As far as I know, 20 or 25 km/s is the maximum velocity achieved by practical spacecrafts. If such a Sci-fi craft exists (as in Wall-E - where the craft cruises through the debris), we have a lot of choices. Physics is not necessarily needed. Sci-Fi is very good.
Spacecrafts (I mean, those used in space-travel) of the past and present are mostly guided by a bunch of astro guys on ground. If they were able to design the crafts and guide them through the asteroid belt (like the Voyager twins) by using some transmitter-receiver mechanism as in RADAR or SONAR or a Computer-aided Guidance system, then we could think of the future easily.
First, we'll be in an age of space-travel, where we'll have the farthest seeing telescopes (best ever ones than Hubble or James), and we'll have all exact locations and events (that may happen during travel, like future impacts on our space ship, etc.). So, guiding the craft wouldn't be so difficult like making some Brownian motions like the molecules do, or even land in several asteroids resting some time, like that.

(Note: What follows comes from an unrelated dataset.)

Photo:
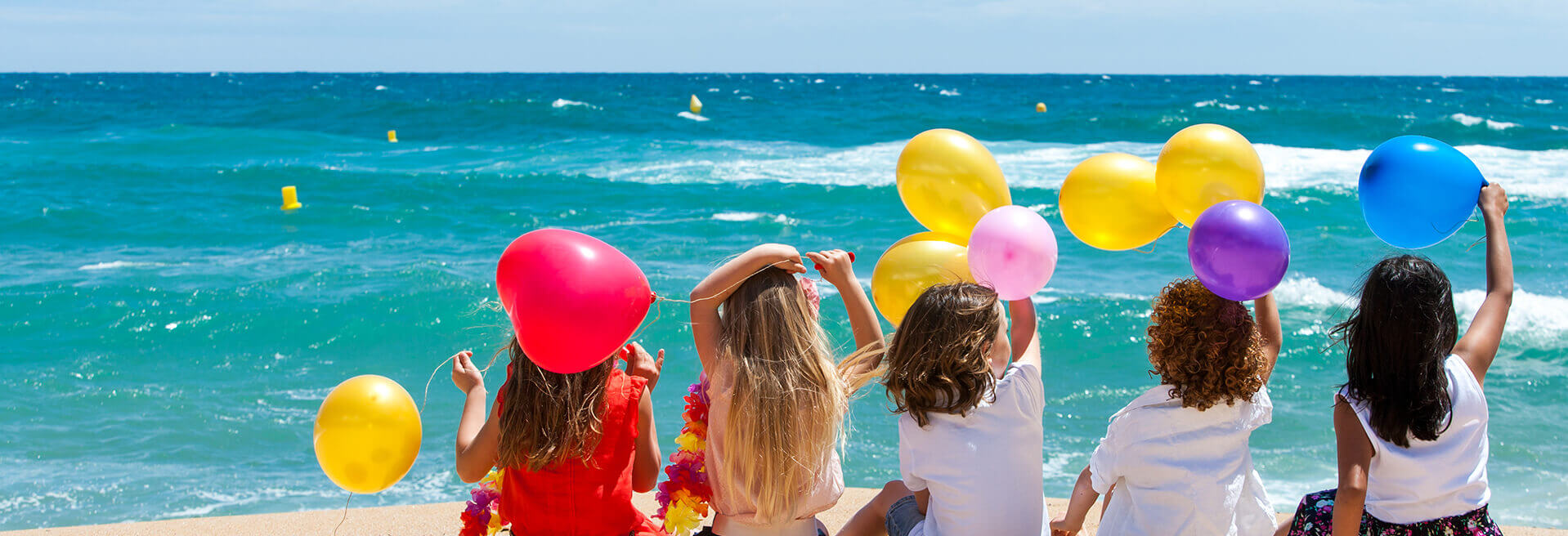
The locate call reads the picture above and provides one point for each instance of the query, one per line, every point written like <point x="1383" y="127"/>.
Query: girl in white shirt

If it simply by designing the spacecraft to have huge acceleration, wouldn't that mean lots of constraints on the material the spacecraft can be made of?
Not only the material because, the material is required only to provide resistance to the impact-able asteroids or when you're planning to dash through all the objects on your path. If the craft is planned to make sudden turns on its way, it should also have opposite thrusters with more or less the same power. If I'm allowed to talk still, I'll go into Sci-Fi.